Comment by reilly3000

2 months ago

dang I wish I could share md tables.

Here’s a text edition: For $50k the inference hardware market forces a trade-off between capacity and throughput:

* Apple M3 Ultra Cluster ($50k): Maximizes capacity (3TB). It is the only option in this price class capable of running 3T+ parameter models (e.g., Kimi k2), albeit at low speeds (~15 t/s).

* NVIDIA RTX 6000 Workstation ($50k): Maximizes throughput (>80 t/s). It is superior for training and inference but is hard-capped at 384GB VRAM, restricting model size to <400B parameters.

To achieve both high capacity (3TB) and high throughput (>100 t/s) requires a ~$270,000 NVIDIA GH200 cluster and data center infrastructure. The Apple cluster provides 87% of that capacity for 18% of the cost.

52 comments

reilly3000

mechagodzilla 2 months ago

You can keep scaling down! I spent $2k on an old dual-socket xeon workstation with 768GB of RAM - I can run Deepseek-R1 at ~1-2 tokens/sec.

Weryj 2 months ago
Just keep going! 2TB of swap disk for 0.0000001 t/sec
- kergonath 2 months ago
  
  Hang on, starting benchmarks on my Raspberry Pi.
  
  2 replies →
jacquesm 2 months ago
I did the same, then put in 14 3090's. It's a little bit power hungry but fairly impressive performance wise. The hardest parts are power distribution and riser cards but I found good solutions for both.
- r0b05 2 months ago
  
  I think 14 3090's are more than a little power hungry!
  
  7 replies →
- tucnak 2 months ago
  
  You get occasional accounts of 3090 home-superscalers whereas they would put up eight, ten, fourteen cards. I normally attribute this to obsessive-compulsive behaviour. What kind of motherboard you ended up using and what's the bi-directional bandwidth you're seeing?
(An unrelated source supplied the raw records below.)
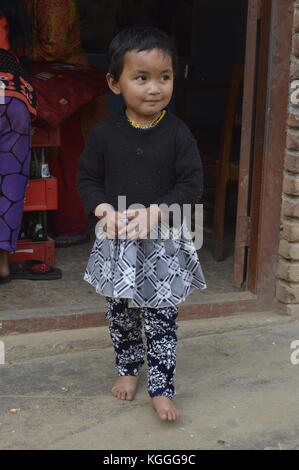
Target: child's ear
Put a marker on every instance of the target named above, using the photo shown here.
(112, 83)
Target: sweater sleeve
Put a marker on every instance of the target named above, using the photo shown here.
(91, 172)
(188, 186)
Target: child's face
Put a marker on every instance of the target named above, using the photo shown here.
(146, 83)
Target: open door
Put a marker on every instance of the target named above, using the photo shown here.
(253, 118)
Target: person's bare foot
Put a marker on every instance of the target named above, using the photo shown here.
(165, 408)
(125, 387)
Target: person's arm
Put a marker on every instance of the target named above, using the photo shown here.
(91, 173)
(188, 169)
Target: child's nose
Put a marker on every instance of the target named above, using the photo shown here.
(154, 87)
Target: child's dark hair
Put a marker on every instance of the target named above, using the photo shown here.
(19, 21)
(140, 38)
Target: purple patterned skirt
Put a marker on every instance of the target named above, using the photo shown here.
(15, 155)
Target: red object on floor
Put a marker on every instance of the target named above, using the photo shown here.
(62, 89)
(41, 195)
(27, 249)
(70, 218)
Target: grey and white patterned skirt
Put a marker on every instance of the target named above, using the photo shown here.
(149, 272)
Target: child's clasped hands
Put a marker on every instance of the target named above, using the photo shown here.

Something tells me you're not using EPYC 9005's with up to 256x PCIe 5.0 lanes per socket or something... Also: I find it hard to believe the "performance" claims, when your rig is pulling 3 kW from the wall (assuming undervolting at 200W per card?) The electricity costs alone would surely make this intractable, i.e. the same as running six washing machines all at once.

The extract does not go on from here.